Sally Anne was something of wannabe gypsy,
She had the rags, the rings, long brown ringlets of hair,
She had a face too near to pretty to be easily passed by,
She was something of looker in certain kind of light.
Hey Sally Anne.
She loved her man.
Oh Like only
Sally Anne can.
One thing she never thanked the stars for, something she never really asked for,
Was the lumbering lump of a man she had be lumped with out of chance.
In his sleep he’d drool and dribble, and when it mingled with his stubble,
She’d try her best to take her gaze from his wet sandpaper flesh.
He was no better once he’d woken, he kept his hayday tucked away,
Somewhere beneath all the years of TV repeats, gristle and beers.
Sally Anna was thinking of him as she rode the bus back home
And how he’d frown upon her purchase, “and oh well,” she thought,
“What does he know?”
Hey Sally Anne.
She loved her man.
Oh Like only
Sally Anne can.
She was so engrossed in her new book she nearly missed her stop,
Her nose was so deep in it she was sniffing up the words,
Breathing in the teachings and meaning of the world
According to the author she was beginning to adore.
And when she stepped out of the bus, squeezing between its sliding doors,
She couldn’t bare to tear here eyes from her new bible as she walked.
She almost walked right into lampposts, almost fell over a pram,
She was learning how read her palm and looking at her hand.
Hey Sally Anne.
She loved her man.
Oh Like only
Sally Anne can.
Eventually she had to stop it, she searched her handbag for her key,
The texture of the leather like her husbands swollen skin.

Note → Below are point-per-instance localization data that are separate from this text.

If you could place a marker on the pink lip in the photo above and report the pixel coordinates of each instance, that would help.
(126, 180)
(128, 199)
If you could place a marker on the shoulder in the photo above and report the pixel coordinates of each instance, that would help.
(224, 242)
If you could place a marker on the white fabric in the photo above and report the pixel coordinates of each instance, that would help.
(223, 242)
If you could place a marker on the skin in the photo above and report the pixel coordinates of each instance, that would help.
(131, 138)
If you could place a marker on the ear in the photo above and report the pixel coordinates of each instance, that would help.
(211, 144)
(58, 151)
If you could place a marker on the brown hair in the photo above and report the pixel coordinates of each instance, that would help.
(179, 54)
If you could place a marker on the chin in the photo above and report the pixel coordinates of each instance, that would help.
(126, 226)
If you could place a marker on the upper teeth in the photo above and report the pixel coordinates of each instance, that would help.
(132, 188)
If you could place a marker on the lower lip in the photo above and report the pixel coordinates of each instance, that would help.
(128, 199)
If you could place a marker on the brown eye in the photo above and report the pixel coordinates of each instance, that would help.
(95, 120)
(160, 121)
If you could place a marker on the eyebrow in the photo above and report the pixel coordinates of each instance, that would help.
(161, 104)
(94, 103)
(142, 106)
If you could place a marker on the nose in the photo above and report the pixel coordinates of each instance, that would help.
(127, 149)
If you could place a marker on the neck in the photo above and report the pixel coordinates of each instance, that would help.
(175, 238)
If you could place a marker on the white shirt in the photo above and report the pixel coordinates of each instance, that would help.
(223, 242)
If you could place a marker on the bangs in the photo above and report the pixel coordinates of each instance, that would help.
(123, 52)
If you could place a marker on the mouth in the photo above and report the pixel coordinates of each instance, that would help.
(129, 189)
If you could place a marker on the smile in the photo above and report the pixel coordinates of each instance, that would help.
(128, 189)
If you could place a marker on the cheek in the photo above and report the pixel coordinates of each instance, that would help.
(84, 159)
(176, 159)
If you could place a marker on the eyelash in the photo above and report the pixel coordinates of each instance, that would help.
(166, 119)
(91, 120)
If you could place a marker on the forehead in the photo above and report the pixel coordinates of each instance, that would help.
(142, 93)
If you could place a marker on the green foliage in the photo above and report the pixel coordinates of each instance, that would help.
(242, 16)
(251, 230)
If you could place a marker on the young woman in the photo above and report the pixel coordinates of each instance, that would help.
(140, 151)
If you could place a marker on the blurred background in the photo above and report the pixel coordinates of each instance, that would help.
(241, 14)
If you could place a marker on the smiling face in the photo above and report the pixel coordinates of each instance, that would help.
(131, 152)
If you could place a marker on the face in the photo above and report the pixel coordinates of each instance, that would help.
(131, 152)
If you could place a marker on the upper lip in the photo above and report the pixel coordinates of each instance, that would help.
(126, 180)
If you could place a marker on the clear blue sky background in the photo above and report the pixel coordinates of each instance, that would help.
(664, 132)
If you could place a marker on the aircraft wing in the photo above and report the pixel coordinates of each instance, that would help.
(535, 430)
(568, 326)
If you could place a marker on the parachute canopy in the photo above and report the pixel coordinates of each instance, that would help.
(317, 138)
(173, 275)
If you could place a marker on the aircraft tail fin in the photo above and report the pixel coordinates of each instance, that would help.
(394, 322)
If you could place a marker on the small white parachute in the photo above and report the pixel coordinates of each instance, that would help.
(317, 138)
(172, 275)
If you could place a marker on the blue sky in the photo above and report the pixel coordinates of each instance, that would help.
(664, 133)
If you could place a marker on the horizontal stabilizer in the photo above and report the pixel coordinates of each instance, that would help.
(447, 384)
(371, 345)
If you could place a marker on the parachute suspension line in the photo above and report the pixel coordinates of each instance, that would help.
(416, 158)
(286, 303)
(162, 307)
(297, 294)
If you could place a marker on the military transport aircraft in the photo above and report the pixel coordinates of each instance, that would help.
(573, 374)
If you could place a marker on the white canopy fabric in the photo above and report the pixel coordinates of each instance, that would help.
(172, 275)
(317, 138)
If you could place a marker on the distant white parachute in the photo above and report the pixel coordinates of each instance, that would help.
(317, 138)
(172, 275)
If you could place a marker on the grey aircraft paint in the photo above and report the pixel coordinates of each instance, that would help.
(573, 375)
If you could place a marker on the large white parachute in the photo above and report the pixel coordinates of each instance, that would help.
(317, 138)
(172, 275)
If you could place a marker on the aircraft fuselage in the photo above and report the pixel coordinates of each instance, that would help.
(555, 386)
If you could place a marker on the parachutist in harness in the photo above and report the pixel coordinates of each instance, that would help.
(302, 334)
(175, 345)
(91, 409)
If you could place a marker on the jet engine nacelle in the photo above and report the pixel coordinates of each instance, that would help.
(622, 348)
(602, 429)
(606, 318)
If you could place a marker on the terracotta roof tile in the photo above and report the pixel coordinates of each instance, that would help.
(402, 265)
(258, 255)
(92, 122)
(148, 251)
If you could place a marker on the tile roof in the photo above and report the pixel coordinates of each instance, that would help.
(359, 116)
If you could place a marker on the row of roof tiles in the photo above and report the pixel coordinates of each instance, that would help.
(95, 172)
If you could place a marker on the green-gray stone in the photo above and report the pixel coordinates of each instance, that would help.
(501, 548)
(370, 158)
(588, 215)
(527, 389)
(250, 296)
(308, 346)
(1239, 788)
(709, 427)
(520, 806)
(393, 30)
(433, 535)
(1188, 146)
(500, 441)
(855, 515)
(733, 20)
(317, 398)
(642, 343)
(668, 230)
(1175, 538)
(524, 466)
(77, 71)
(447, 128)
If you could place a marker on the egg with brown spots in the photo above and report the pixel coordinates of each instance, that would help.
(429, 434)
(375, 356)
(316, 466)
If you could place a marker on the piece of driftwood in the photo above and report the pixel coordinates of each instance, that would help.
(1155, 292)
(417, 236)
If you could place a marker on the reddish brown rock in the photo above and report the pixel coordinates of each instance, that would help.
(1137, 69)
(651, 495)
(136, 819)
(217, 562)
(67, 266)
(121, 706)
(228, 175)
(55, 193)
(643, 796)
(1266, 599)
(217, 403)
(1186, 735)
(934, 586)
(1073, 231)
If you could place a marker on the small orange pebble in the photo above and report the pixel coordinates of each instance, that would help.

Worn and sagged. All cracked and lined.
But nowhere near as useful as her bag had ever been.
Then Sally Anne walked in and saw him, his eyes gued to the TV
And his arse sat and cemented to his thrown of PVC.
And a curious thing struck her, an idea rang around her head
She took his palm in hers and this is how it read:
The heartline non existent, the headline hardly there,
And you didn’t need his hands to see he'd never had success.
And then our Sally started laughing, laughed so hard she nearly wept,
Because according to the lifeline he had three weeks left at best.
Hey Sally Anne.
She loved her man.
Oh Like only
Sally Anne can.
Hey Sally Anne.
She loved her man.
Oh Like only
Sally Anne can.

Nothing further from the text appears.